The Eglise presbytérienne au Rwanda (Presbyterian Church of Rwanda) is equivalent to the PC(U.S.A.). They called the EPR a "general synod." What we would call a presbytery is called a "regional synod" in Rwanda. The Gitarama Region is our partner presbytery/regional synod. In each "regional synod" there are several parishes which will usually have a "primary congregation" and several congregations in the surrounding area. The "primary congregation" will usually be served by a pastor. The congregations in the surrounding area are served by an "evangelist." We would call them an ALP or a CLP. Congregations meet twice a week. Once a month the members of the surrounding congregations gather with the congregation of the "primary congregation." The "regional pastor"/general presbyter is attached to a particular congregation. However, the "regional pastor" is the one who itinerates among the congregations served by "evangelists" to officiate at the sacraments.

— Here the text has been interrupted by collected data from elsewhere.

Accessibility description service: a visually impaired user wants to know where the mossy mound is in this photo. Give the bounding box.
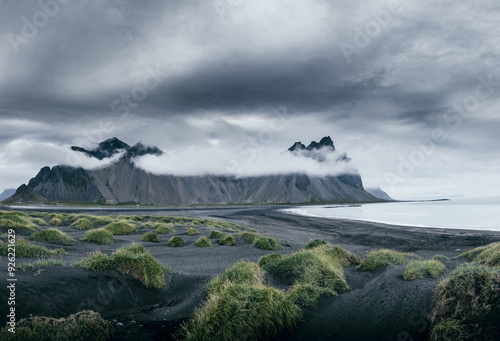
[102,221,138,235]
[81,229,115,245]
[168,236,185,247]
[141,231,160,242]
[357,249,418,271]
[195,236,212,247]
[29,228,75,245]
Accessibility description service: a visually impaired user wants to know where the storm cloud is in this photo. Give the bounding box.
[1,0,500,199]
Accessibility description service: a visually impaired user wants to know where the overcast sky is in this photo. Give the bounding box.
[1,0,500,200]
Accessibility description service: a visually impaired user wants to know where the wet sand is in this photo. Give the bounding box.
[1,205,499,340]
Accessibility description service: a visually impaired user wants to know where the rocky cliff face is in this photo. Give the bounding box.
[20,137,377,205]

In Rwanda, only ordained ministers are authorized to officiate at the sacraments.
I was struck by the parallels between our two denominations, and by our differences. One of the reasons the Rwandan congregations from the surrounding area come to the "primary congregation" once a month is it is a means to know the church is larger than their particular congregation. For most of the members of the congregations, in the surrounding area, the only way to get to the monthly worship service is to walk. They do not walk just a few blocks on nice sidewalks. They walk up and down mountain paths and through rugged valleys.

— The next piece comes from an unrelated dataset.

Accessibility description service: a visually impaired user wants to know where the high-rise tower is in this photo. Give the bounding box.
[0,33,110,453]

It seems we are in danger of losing the perspective that the church is larger than our particular congregation. Even though most us of have access to motorized transportation, and even though we have generally good roads to travel we find it difficult to join with brothers and sisters of a neighbouring congregation for Sunday worship. I wonder what would happen if we were to learn from our Rwandan brothers and sisters and come together in larger gatherings for worship once a month.
The partnership we have is not just our doing things with and for the congregations of the EPR in the Gitarama. In the partnership we have the opportunity to learn from their perspective and practices. As an example, and only as an example, let us imagine what would it be like if the congregations of the Southern Indiana County Parish were to gather with the Clarksburg congregation once a month with both pastors leading worship? What would it be like if the congregations of the Northern Indiana County Larger Parish were to gather with the Marion Center congregation once a month? What would it be like if Ridgway, Wilcox and Elkton were to gather with the St. Marys congregation once a month? There are many other examples of where this model could be tried within the bounds of our Presbytery. What if some of our partner congregations were to meet together on the same Sunday as their Rwandan partners are worshipping in larger groups?
The EPR model might not work for us. I find it an intriguing idea. There is an advantage to worshipping in a larger gathering of people. One of the things I often hear from members of smaller congregations about worship at presbytery meetings is, "It is good to hear such strong singing. It really lifts me up." What if we were in a worshipping group, at least periodically, where the singing was stronger than that which we usually experience?
Are there any who would be willing to try the Rwandan model?